The role of the extracellular matrix (ECM) structure and remodeling thereof in lung diseases is gaining importance. Pathology-related changes in ECM turnover may result in deleterious changes in lung architecture, leading to disease in the small airways. Here, degradation fragments of type I (C1M), type IV (α1 chain, C4M2), and type IV (α3 chain, C4Ma3) collagen, all degraded by metalloproteinases and the pro-form of collagen type V (PRO-C5) were investigated and associated with COPD severity and outcome.
In a prospective, observational, multicenter study including 498 patients with COPD Gold Initiative for Chronic Obstructive Lung Disease stage 2 to 4, ECM markers were assessed in serum at stable state, exacerbation, and at follow-up 4 weeks after exacerbation.

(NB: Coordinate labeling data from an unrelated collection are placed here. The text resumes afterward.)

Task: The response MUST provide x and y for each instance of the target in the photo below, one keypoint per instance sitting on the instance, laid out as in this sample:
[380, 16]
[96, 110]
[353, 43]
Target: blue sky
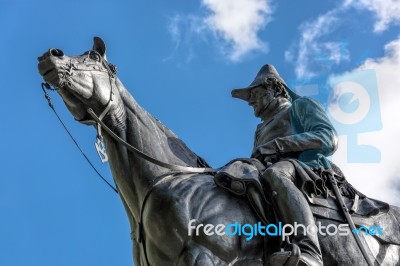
[180, 59]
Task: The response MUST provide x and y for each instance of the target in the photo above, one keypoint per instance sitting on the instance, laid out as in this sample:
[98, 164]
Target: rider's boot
[292, 207]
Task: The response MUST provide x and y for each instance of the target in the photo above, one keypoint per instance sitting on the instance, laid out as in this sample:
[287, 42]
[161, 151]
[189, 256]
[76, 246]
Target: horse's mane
[170, 139]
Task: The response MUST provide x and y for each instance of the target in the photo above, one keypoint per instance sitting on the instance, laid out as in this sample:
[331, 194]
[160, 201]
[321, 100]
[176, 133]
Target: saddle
[241, 175]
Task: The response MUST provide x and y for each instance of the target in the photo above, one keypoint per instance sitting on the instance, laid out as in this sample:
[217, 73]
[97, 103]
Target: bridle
[100, 146]
[110, 69]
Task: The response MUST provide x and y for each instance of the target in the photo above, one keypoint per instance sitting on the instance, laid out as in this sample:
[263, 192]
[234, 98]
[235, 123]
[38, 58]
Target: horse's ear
[99, 46]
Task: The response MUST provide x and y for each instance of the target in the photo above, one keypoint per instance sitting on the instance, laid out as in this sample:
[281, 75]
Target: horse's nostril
[56, 52]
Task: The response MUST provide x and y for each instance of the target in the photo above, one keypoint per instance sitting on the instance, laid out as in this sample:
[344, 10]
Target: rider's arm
[317, 133]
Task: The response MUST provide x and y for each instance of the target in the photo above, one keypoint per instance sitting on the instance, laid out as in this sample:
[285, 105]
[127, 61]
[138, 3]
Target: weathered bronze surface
[160, 203]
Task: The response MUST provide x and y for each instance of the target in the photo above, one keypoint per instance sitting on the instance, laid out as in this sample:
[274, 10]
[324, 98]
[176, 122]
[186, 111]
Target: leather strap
[144, 155]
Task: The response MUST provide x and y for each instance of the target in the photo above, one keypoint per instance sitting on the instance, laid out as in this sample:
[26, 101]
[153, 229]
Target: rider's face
[260, 98]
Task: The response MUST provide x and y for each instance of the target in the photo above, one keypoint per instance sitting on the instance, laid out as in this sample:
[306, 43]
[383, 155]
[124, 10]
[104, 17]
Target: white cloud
[312, 51]
[386, 11]
[233, 24]
[380, 180]
[238, 22]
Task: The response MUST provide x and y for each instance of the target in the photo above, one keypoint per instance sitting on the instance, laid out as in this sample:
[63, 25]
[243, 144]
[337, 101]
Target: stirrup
[286, 258]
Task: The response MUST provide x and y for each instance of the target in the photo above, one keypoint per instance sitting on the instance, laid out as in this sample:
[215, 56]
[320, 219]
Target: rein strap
[144, 155]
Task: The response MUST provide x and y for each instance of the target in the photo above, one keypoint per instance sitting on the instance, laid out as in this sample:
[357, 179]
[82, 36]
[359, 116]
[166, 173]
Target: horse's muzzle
[49, 66]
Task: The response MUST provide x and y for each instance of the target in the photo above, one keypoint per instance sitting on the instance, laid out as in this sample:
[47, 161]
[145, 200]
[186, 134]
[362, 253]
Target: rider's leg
[291, 206]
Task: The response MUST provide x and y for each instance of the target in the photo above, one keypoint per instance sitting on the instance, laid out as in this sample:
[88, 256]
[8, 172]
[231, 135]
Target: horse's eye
[95, 56]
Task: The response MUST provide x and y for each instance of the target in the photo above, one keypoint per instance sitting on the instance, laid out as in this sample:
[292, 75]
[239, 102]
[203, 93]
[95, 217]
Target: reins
[47, 96]
[144, 155]
[99, 144]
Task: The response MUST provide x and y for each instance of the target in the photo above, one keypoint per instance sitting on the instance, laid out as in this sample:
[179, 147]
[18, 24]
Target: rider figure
[294, 131]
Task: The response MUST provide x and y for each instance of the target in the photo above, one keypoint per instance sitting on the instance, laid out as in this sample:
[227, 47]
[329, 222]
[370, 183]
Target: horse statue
[175, 215]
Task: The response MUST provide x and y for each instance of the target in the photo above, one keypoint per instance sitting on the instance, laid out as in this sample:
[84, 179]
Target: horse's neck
[134, 175]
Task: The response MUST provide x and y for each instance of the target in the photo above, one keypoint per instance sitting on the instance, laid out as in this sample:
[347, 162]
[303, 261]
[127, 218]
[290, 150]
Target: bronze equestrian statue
[171, 212]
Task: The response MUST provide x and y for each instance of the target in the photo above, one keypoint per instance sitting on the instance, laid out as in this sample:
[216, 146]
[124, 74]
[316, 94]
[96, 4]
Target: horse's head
[85, 81]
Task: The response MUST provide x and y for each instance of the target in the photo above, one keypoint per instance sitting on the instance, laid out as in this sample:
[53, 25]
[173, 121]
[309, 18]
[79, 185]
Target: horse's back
[179, 209]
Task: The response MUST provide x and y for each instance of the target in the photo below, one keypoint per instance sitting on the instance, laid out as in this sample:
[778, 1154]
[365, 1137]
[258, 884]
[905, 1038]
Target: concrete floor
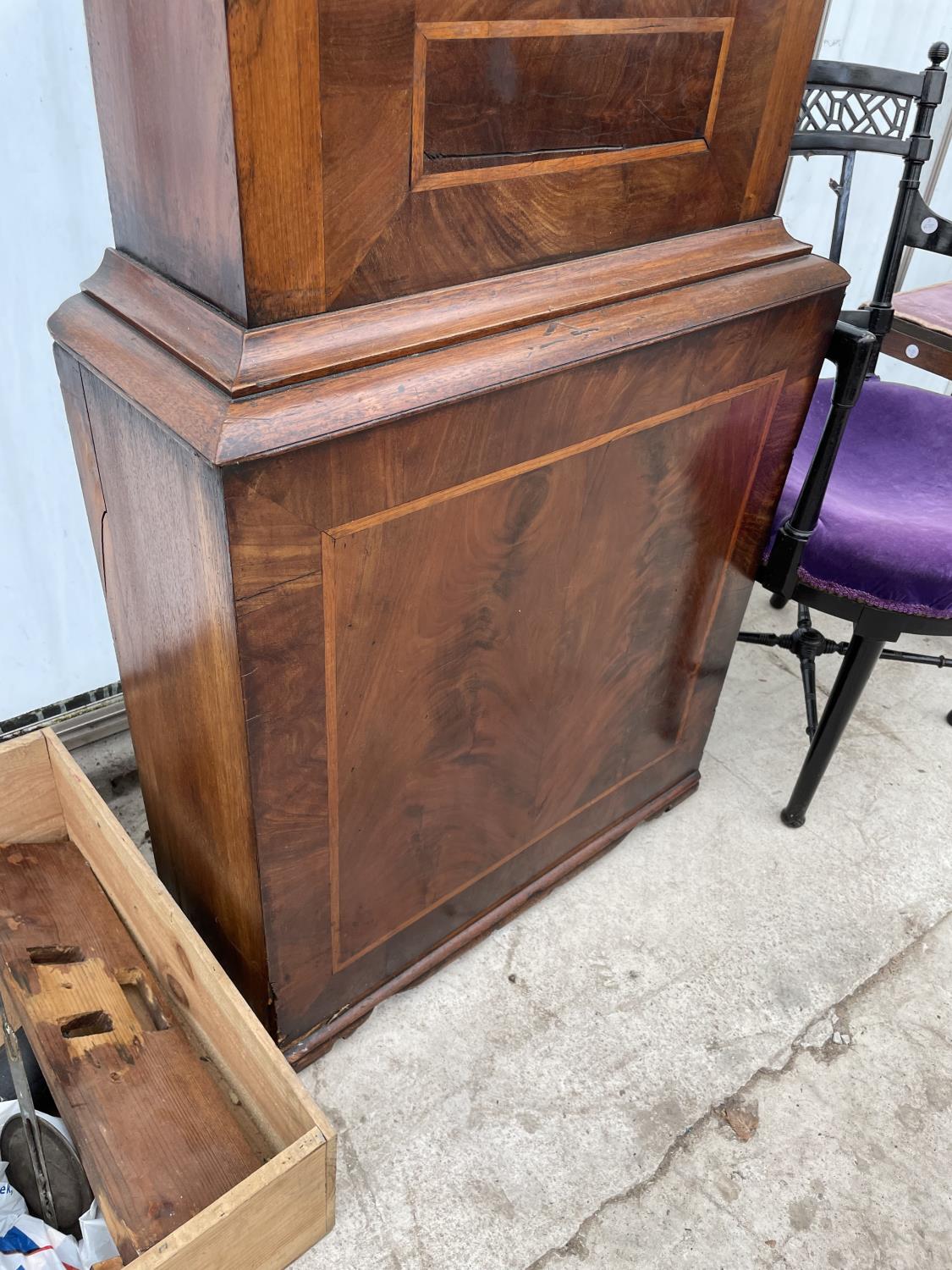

At stable state, there was a significant inverse association between FEV1 % predicted and C1M, C4Ma3, and Pro-C5. C1M, C4M2, C4Ma3, and Pro-C5 were associated with BMI, airflow obstruction, dyspnea, and exercise capacity (BODE) index and the modified Medical Research Council (MMRC) score. C1M, C4M2, C4Ma3, and Pro-C5 were significantly increased from stable state to exacerbation and decreased at follow-up. Furthermore, the biomarkers were significantly higher during severe exacerbation compared with moderate exacerbation. Multivariate analysis adjusted for BMI, MMRC score, unadjusted Charlson score, and FEV1 %predicted showed a significant influence of C1M, C4Ma3, and C4M2 on time to exacerbation. None of the biomarkers were predictors for mortality.
Serologically assessed collagen remodeling appears to play a significant role in COPD severity (airflow limitation, dyspnea) and disease outcome (time to exacerbation and prognosis as assessed by the BODE index).